The Void of Becoming
When Elara sat on the bed, the panic wasn’t because she missed the ship. The panic was because she didn’t know who she was in the quiet.
The flight suit was armor. It told everyone (and her) exactly what she was.
The civilian cotton felt “dangerously light” because it offers no definition.
She stood in the hotel room looking at that gear.
• The Battery Packs said: “I am essential. I have power when others don’t.”
• The Rugged Bag said: “I can handle rough terrain. I am tough.”
If she left them, she was walking onto the next chapter as a woman was is just… her.
A woman who might run out of battery.
A woman with a Grav-Crate like a normal tourist.
A woman who is no longer signaling “I am ready for disaster.”
That is the difficulty of becoming. It requires one to be ordinary for a moment, to figure out what comes next.
Elara stood in front of the recycling chute. The bag was gone. The extra power cells were gone.
She looked down at her hands. They were empty.

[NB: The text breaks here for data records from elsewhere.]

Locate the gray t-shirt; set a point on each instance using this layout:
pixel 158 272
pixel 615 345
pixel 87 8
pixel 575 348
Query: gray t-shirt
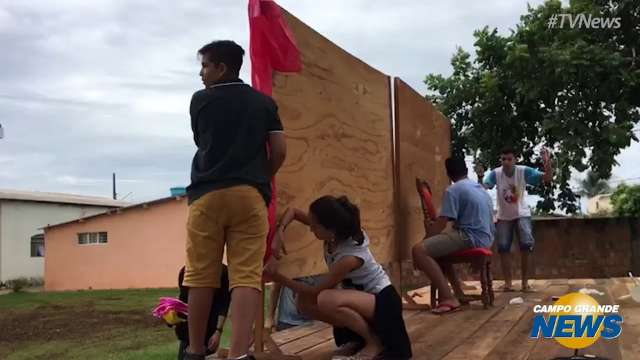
pixel 470 206
pixel 370 277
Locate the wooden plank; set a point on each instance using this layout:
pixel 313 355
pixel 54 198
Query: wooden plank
pixel 546 349
pixel 493 331
pixel 336 113
pixel 422 145
pixel 286 336
pixel 325 349
pixel 307 342
pixel 516 344
pixel 441 334
pixel 630 310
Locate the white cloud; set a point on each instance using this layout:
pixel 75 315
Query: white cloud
pixel 88 88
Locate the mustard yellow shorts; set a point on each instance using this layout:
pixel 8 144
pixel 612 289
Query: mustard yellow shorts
pixel 237 217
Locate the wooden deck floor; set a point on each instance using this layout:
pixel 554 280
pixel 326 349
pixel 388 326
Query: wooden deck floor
pixel 501 332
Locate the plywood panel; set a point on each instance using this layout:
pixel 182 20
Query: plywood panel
pixel 336 115
pixel 423 137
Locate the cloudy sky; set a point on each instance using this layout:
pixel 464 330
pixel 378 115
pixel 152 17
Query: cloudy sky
pixel 88 88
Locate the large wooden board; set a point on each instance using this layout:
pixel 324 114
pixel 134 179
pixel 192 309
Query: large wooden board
pixel 423 137
pixel 337 118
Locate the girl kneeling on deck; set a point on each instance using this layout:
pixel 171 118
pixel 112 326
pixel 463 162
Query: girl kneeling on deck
pixel 366 310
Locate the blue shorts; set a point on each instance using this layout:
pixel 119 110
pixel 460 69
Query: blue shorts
pixel 505 230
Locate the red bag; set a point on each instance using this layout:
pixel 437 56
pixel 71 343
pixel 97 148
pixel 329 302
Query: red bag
pixel 424 191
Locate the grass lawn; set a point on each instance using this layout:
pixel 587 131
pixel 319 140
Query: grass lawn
pixel 113 324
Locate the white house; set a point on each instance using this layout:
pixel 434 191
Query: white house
pixel 599 204
pixel 23 215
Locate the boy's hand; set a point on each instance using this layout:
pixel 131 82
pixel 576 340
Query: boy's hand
pixel 214 341
pixel 271 267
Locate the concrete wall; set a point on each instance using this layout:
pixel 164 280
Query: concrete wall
pixel 19 221
pixel 571 248
pixel 145 249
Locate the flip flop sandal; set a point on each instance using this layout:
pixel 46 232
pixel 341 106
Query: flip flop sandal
pixel 445 309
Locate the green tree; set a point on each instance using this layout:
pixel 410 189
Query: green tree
pixel 626 200
pixel 574 90
pixel 593 185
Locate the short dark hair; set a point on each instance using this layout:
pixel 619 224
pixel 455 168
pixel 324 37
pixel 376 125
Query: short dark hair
pixel 456 167
pixel 339 215
pixel 224 51
pixel 508 150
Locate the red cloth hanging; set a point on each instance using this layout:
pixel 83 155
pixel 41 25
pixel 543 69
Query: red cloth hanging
pixel 272 47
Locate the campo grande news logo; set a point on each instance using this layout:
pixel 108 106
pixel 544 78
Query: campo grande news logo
pixel 577 321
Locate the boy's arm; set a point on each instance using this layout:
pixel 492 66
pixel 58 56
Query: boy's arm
pixel 278 145
pixel 490 180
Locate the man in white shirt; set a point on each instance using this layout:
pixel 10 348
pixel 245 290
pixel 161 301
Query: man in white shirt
pixel 513 212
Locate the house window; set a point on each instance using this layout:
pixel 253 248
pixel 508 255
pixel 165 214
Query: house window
pixel 92 238
pixel 37 245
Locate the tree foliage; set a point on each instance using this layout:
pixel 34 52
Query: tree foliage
pixel 574 90
pixel 626 200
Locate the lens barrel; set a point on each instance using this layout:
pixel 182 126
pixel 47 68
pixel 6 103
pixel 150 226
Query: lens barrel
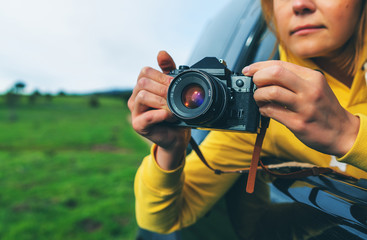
pixel 197 97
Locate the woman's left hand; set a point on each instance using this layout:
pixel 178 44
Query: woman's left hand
pixel 301 99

For twenty cycles, her hands had always held something—a throttle, a wrench, a scanner, a weapon. They were shaped by the tools they held.

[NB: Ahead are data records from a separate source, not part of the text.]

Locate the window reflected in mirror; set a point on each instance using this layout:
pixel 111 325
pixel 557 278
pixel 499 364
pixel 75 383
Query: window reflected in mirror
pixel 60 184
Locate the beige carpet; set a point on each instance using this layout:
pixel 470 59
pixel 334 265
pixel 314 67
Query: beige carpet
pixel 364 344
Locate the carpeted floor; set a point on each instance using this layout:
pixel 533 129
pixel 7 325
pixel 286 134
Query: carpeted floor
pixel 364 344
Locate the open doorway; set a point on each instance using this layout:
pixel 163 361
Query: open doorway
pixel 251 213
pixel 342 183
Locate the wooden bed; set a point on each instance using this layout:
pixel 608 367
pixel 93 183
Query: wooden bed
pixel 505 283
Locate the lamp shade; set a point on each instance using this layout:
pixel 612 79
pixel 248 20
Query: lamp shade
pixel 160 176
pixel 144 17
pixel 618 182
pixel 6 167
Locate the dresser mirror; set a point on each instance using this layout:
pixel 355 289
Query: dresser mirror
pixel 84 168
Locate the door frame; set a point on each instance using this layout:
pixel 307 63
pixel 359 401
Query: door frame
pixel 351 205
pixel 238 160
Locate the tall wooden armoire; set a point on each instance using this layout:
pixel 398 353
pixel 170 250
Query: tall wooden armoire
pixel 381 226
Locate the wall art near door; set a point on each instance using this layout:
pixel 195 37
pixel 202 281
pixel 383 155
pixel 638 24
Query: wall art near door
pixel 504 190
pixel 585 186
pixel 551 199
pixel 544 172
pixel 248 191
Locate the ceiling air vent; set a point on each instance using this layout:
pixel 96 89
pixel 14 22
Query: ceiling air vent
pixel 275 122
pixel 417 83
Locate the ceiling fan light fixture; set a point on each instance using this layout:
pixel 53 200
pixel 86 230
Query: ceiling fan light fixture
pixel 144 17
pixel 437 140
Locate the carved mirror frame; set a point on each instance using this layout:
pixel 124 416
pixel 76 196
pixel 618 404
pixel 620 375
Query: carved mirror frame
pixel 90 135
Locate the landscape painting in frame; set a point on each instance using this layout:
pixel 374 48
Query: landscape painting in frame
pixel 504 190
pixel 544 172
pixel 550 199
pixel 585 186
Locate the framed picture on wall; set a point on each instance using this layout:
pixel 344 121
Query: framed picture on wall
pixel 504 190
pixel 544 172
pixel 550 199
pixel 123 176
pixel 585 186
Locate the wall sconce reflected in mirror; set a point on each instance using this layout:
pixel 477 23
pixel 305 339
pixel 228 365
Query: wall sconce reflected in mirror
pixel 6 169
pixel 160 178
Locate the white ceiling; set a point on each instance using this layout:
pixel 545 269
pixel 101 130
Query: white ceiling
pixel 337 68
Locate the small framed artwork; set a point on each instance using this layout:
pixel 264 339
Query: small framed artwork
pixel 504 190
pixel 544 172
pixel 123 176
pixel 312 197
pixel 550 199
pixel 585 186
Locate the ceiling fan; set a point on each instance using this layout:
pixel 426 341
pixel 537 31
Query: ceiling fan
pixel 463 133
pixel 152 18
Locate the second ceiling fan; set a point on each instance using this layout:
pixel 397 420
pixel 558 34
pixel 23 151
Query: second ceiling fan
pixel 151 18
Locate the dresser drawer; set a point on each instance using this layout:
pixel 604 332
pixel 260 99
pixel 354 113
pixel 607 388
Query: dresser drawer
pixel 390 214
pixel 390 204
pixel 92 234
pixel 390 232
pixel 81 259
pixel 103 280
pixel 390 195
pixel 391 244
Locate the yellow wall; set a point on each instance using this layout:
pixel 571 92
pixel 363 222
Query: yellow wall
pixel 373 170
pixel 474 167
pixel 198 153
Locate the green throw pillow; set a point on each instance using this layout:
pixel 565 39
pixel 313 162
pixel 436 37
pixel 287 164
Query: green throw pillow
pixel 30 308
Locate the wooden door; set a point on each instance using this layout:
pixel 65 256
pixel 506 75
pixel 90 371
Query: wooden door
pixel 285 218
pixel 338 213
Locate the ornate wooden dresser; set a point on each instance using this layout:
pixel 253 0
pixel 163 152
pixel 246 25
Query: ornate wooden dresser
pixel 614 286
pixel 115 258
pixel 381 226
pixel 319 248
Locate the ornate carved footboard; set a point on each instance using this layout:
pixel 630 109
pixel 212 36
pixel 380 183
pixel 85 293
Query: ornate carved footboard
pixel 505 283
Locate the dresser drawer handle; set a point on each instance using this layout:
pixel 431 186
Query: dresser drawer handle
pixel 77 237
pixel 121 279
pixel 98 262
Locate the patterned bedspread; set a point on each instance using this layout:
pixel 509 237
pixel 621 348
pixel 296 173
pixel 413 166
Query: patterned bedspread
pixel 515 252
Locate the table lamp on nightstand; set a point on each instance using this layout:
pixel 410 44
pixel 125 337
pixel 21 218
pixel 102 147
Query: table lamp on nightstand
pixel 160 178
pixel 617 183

Now, they just hung at her sides. They felt useless. They felt light.
“Who am I if I’m not fixing something?” she whispered.
She looked at the reflection in the polished metal of the airlock door. She saw a woman in simple clothes, carrying a simple crate. She didn’t look like a hero. She didn’t look like a survivor. She looked like a blank slate.
The terror rose up in her throat—the urge to run back, to grab a wrench, just to feel the weight of purpose in her palm.
But then she flexed her fingers.
Without the wrench, her hand was open.
Without the heavy pack straps cutting into her shoulders, her posture straightened.
Without the noise of the engine, she could hear her own heartbeat.
She realized that “becoming” wasn’t about building a new armor immediately. It was about trusting that she was solid enough to exist without one.
“I am not what I carry,” she said.
She stepped through the airlock. She didn’t know what she would do with her hands tomorrow. Maybe she would plant a garden. Maybe she would write a book. Maybe she would just hold a cup of coffee.
But for the first time, her hands were free to pick it up.
WE&P by: EZorrillaMc&Co.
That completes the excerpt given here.